In this case, I would be considering the availability of taps and drills to open up the holes to a usable (if somewhat larger than original) diameter, if the plan does not survive first contact.

Access to the back side? Any ability to make up a jig to drill through the center of the filler screw?
If you can drill with a jig, that would be my first choice, rather than grinding. Coming through the screw (what size is it anyway? ) from the back with a drill bit is second.

Can you positively locate the top of the screw?

I'd limit grinding to as much as was required to make a good spot to start a drill bit. Go slow, and carefully drill out the top of the screw/weld, as much undersize as you can, and slowly work up in sizes (got a number size set of drills?) until you start touching thread, or otherwise showin that you are near the parts that you want to 'save'.

Kinda tough to describe it. I do a fair few broken, and/or otherwise munged up very small screws at work, ranging from about #4 on up. Sometimes they can be finessed out, sometimes the only solution is to drill out the hole and install one form of insert or another to bring the thread back to size.

Good luck!

Cheers
Trev
 
Screw plug

Trev pretty much has it nailed. If we follow your description the weld is still proud and not already ground flush with the surrounding surface. That sounds like you might just be able to finesse the most of that away with an air grinder (die-grinder size) with flat disc--if the above scenario is correct. Dremel might be best with the little discs on 1/8 arbors.

Then after adequate clean up you might ask at the tool supply for a left-hand drill bit just about the thread minor diameter.
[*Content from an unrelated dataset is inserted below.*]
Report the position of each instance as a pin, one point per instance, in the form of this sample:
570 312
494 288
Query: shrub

Left-hand drill bits work slick if the plug has been freed from the weld as Trev described. The threaded plug will usually free and back out way better than screw or stud extractors which are a PITA.

Keep us posted it's an interesting dilemma. Why it was ever welded in the first place is puzzling.

FM
 
Yes, it's a mosin ex-sniper! The size of the screws is M6 X 0.75

Yes, i have easy access to the back side:
Izhevsk_1943_xSniper_05.jpg


Thanks guys, i think i will give it a try! but first i will have to shop for grind/drill/tap bits...

i will post my update when i start to work, but it's gonna be a while! :p
 
For access like that, I'd start a hole from both ends of the screw, with say, a 1mm or so drill bit.

If the screw is able to be drilled, it should not be brain surgery to punch the hole through the center. Once the hole is confirmed to be on center, drilling carefully through the weld from the outside, should allow the screw to be removed, without losing too much of the threads.

Alternately, one could drill up the screws until the thread was just a spiral coil, pick that out, then shoot a tap through from the inside, to tap out the weld deposit to match the thread of the rest.

Careful work and some thought, and you should do OK.

Cheers
Trev
 
Drill out.

The way i would do this is to hold the gun in a vise and perferibly in a Milling machine ,locate the centre of the welded hole, you could do this with a finger dial or a pointer Make a small flat on the weld with a slot drill , center drill with a #1 centre drill , then drill out to tap size , then run a tap through . put some anchor lube of similar cutting fluid on the tap . if you don't have acess to a mill or drill press and are doing it free hand , take care and be sure you locate the centre of the welded hole as the other fellows have said.